If you simply want to aerate a young wine, you can pour it directly into your decanter without decanting it. As the wine hits the clear surface of the decanter, its liveliness is accentuated. The wine’s vigorous personality gradually mellows down, taking a breather as it rests in the airy environment for a few hours. Once you taste the wine, you will be greeted with a delightful display of scents and tastes on both the nose and the tongue.

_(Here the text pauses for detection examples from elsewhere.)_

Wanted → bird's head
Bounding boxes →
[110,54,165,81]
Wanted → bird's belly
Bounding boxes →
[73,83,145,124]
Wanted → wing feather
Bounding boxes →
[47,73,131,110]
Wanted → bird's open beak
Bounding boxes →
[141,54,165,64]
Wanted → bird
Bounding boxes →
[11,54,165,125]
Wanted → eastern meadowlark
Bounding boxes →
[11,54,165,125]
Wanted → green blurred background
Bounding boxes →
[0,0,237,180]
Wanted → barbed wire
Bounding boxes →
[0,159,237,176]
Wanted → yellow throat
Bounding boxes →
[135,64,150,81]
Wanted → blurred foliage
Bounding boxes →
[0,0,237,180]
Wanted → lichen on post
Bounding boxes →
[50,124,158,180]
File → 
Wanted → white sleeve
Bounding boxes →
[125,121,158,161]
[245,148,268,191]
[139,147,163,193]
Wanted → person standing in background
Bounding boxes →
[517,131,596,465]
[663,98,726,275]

What does double decanting mean?

To salvage a decanter that has been contaminated with impurities, the double decanting technique can be used. Initially, wash and dry the original bottle, where most of the sediment has been collected. Next, pour the wine slowly from the decanter back into the original bottle, definitively separating the wine’s nectar from any last traces of unwanted sediment. It’s crucial to avoid repeating the double decanting process, as over-decanting may pose a risk to your valuable beverage.

How do you clean a decanter?

To achieve the best possible results when using a decanter, it is essential to ensure that it is thoroughly cleaned and purified beforehand. Using water, rinse the decanter generously and with vigor to eliminate any remnants or deposits of previous wine. It is advisable to avoid using soap as it may leave behind chemicals that could damage the aroma of the wine. To clean a wine decanter, you can utilize a microfiber cloth, or specialized ceramic washing balls. Finally, a decanter dryer rack can be utilized to allow for the decanter to dry upside down completely.

What wines should you decant and aerate?

Not all wines benefit from decanting. If a bottle contains no sediment, decanting is unnecessary. However, young wines may benefit from decanting to allow for aeration.

Decanting can be especially beneficial for exceptional red wine vintages with robust tannins and complex flavors, which are more likely to form sediment as they age. It is important to decant these wines carefully, without exposing them to excessive oxygen.

In general, the decanting process is highly recommended for great wines from Bordeaux, the Rhone Valley, Madiran, and old Cahors vintages. However, for fragile red wines that have weakened due to old age, it’s not advisable to decant them even if using a stopper. Additionally, young and fruity wines can benefit from aeration in a decanter to enhance their flavor and aroma, but if they have no impurities and are light in color, decanting is not necessary.